Friday , November 16 2018


Larger than microgreens, baby-greens are plants that have developed at least their first set of true leaves or more, but the number of species grown as baby-green is way smaller. Usually, the plants used to obtain baby-greens are lettuce and other salad greens.

Plants grown for baby-greens are started in the same way as those cultivated for adult-greens, though you will not need as much space between plants if growing exclusively for baby-greens. A growing medium that is well-drained and rich in organic matter ia a good base for most greens. Sow the seeds in large and shallow trays, with drainage holes in the bottom.
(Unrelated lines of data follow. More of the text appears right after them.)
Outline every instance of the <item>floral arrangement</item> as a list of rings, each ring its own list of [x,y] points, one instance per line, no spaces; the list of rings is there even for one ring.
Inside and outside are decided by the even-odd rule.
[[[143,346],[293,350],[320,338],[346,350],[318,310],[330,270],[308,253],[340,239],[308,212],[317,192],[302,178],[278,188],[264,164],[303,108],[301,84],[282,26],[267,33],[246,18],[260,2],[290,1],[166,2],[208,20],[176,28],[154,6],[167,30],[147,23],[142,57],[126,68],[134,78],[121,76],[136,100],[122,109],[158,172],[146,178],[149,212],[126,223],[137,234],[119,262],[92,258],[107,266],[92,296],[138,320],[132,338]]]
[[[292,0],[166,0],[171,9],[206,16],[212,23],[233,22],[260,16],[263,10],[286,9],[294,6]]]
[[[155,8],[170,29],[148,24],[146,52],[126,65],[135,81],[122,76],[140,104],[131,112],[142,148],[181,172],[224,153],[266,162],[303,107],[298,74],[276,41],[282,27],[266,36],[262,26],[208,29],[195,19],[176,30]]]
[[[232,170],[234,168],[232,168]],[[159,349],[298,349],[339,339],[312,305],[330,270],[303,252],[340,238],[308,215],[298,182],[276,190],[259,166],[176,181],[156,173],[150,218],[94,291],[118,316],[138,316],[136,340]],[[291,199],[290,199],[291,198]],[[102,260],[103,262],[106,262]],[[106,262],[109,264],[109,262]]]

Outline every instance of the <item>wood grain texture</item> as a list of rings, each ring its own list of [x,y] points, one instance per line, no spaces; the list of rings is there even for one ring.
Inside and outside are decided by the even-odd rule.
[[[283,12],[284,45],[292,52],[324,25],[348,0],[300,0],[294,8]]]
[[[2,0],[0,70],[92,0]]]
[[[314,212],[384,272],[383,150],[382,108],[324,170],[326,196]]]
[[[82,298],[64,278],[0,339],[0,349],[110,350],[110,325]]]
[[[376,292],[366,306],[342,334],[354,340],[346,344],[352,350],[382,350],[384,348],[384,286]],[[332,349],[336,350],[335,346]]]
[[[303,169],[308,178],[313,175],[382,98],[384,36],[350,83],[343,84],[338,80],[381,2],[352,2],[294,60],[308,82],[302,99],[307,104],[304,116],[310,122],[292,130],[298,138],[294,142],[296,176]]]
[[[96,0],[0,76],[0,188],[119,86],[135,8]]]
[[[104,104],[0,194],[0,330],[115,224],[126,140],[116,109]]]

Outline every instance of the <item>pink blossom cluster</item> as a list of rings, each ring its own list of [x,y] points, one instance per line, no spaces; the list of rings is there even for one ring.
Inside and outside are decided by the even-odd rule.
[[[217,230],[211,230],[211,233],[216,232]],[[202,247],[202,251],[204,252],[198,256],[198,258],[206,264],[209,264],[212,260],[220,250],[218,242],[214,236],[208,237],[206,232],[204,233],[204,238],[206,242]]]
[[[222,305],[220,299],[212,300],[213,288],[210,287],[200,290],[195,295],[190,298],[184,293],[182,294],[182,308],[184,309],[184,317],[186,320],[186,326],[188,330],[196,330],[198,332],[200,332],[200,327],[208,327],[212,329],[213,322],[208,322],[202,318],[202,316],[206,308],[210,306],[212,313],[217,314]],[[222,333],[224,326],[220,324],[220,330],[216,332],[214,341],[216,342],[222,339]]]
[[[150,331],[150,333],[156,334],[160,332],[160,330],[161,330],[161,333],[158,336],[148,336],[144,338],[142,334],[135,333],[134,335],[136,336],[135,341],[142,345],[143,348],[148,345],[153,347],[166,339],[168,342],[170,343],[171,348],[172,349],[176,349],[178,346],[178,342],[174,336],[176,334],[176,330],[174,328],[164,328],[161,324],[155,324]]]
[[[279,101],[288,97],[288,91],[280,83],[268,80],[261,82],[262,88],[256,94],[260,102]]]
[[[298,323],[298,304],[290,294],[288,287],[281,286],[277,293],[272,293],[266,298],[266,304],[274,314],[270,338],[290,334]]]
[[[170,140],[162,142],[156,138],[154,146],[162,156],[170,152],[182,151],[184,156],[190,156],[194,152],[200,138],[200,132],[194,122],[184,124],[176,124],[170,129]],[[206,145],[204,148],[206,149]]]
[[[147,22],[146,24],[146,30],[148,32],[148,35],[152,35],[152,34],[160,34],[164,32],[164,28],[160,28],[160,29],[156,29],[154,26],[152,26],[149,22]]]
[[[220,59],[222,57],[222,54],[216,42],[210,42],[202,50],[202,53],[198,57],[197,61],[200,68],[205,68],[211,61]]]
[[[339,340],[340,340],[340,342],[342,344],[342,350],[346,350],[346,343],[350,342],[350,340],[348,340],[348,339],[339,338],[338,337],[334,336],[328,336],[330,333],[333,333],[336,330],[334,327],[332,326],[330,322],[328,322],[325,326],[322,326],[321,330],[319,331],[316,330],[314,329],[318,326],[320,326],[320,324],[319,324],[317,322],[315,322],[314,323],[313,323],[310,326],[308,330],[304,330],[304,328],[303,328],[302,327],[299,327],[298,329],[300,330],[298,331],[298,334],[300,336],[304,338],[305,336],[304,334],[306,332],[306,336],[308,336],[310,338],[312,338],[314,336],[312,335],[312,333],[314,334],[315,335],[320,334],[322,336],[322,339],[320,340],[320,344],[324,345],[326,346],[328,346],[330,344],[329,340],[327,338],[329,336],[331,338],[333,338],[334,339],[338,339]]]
Once the seeds begin to germinate, moderate watering but do not allow plants to dry out. Once the true leaves start to form, the plants will need good amounts of water but will not tolerate drought well. Keep soil moist, but not too soggy as this will promote root rot.

Harvest your greens when they reach about 15 cm tall, use scissors to trim them back. Just grab a clump of greens with one hand and cut them off 2-3 cm above the soil line.


For a steady supply of greens, sow seeds every two weeks or so throughout the growing season. Any sunny and warm place will do. If the weather is too hot, take them away from the window and find a more sheltered place. If you have enough patience, you can get a second crop from the same set of plants, although it may not be as rich as the first harvest. For this is it better to feed your plant with an all-purpose fertilizer to help promote new growth, but always avoid applying the fertilizer directly to plant or leaves.